Linux is not gnu/linux - z0a
http://linux.topology.org/lingl.html

======
tzs
The most historically accurate way to describe things is to use "GNU" as a
specification. Any system that meets the FSF's definition of a GNU system
could then reasonably be described as a GNU system.

A GNU system built using a Linux kernel would then reasonably be called a
GNU/Linux system, but that would not be the _name_ the system. It would be a
statement that it is a Linux system that meets the GNU specification.

The naming rights to a system historically go to whoever puts it together. So
the complete system that Red Hat sells is the Red Hat Enterprise Linux system.
That's its name, because Red Hat put it together so they get naming rights.

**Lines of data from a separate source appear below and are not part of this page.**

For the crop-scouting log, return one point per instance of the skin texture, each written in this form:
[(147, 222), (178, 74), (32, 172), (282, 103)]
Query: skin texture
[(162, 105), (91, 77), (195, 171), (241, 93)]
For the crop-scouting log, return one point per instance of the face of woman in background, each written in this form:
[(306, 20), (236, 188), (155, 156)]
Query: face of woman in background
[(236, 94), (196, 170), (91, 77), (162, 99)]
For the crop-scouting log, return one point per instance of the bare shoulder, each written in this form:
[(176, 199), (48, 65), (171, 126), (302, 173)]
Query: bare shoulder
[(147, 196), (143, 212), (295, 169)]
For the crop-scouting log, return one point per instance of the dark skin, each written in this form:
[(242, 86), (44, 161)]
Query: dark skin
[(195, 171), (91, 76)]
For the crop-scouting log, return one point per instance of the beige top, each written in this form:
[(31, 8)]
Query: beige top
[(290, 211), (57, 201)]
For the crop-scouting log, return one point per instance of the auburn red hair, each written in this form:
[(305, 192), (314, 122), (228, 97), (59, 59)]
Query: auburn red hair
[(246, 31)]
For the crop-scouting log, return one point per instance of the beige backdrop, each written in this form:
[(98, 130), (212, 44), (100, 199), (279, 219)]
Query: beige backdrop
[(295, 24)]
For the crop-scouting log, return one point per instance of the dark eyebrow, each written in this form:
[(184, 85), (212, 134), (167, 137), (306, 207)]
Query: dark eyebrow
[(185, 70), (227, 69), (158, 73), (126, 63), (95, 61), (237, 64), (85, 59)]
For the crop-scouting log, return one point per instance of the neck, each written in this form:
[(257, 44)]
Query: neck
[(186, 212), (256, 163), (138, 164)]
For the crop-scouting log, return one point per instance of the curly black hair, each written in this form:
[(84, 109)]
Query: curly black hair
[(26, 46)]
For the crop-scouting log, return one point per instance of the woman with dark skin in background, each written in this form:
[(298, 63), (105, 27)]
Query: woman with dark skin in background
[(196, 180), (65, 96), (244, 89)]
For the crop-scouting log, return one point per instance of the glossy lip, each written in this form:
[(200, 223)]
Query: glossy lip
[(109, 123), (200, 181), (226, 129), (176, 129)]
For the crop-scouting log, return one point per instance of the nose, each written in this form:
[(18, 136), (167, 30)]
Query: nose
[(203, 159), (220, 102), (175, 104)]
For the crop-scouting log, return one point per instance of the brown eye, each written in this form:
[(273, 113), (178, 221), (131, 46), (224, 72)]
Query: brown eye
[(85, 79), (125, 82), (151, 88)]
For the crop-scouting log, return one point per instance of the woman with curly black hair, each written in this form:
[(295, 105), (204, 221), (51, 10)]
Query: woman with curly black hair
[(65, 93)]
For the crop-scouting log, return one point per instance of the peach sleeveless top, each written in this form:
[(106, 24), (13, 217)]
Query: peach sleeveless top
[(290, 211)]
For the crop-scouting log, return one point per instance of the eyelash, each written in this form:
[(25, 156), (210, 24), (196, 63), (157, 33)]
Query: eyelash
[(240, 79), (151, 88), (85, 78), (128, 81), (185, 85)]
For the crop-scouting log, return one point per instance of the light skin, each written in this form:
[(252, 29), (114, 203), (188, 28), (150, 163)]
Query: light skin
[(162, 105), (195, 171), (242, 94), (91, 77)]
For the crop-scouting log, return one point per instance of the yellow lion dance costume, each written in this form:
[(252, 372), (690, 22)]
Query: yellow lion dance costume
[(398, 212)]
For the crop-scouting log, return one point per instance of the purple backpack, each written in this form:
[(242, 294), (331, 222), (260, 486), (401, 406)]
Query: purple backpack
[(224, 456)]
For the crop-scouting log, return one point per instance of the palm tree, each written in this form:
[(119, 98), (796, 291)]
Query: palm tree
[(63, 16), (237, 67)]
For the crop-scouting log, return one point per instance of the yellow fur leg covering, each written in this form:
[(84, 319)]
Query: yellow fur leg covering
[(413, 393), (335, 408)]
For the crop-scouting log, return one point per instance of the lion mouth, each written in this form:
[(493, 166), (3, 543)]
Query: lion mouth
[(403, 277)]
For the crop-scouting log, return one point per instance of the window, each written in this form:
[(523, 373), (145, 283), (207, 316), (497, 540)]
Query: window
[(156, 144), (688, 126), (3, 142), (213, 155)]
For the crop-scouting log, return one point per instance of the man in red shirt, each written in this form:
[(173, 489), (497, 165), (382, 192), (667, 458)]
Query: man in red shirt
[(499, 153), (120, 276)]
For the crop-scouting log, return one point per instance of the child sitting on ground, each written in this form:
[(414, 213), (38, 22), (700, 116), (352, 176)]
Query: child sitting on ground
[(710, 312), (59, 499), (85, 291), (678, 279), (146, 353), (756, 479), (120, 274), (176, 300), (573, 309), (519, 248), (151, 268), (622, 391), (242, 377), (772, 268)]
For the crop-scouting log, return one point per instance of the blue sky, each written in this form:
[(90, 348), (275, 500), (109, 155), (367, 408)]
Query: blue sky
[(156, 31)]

The complete system my past employer, Interactive Systems Corporation, sold
that consisted of System V ported by us from the 3B2 sources to the 80386 was
a UNIX system, but its name was 386/ix. We are the ones who put it together,
so we got to pick the name, even though very significant components came from
outside.

When describing the system named Red Hat Enterprise Linux by capabilities
rather than be name, then it can be called a GNU/Linux system because it
satisfies the functional requirements to be a GNU system.

For giving credit to those who provided the components you used to build your
system, the traditional place to do this would be in the documentation and if
you have a GUI in the "about" box of some major GUI component, such as
whatever corresponds to Apple's Finder or Window's Explorer on your system.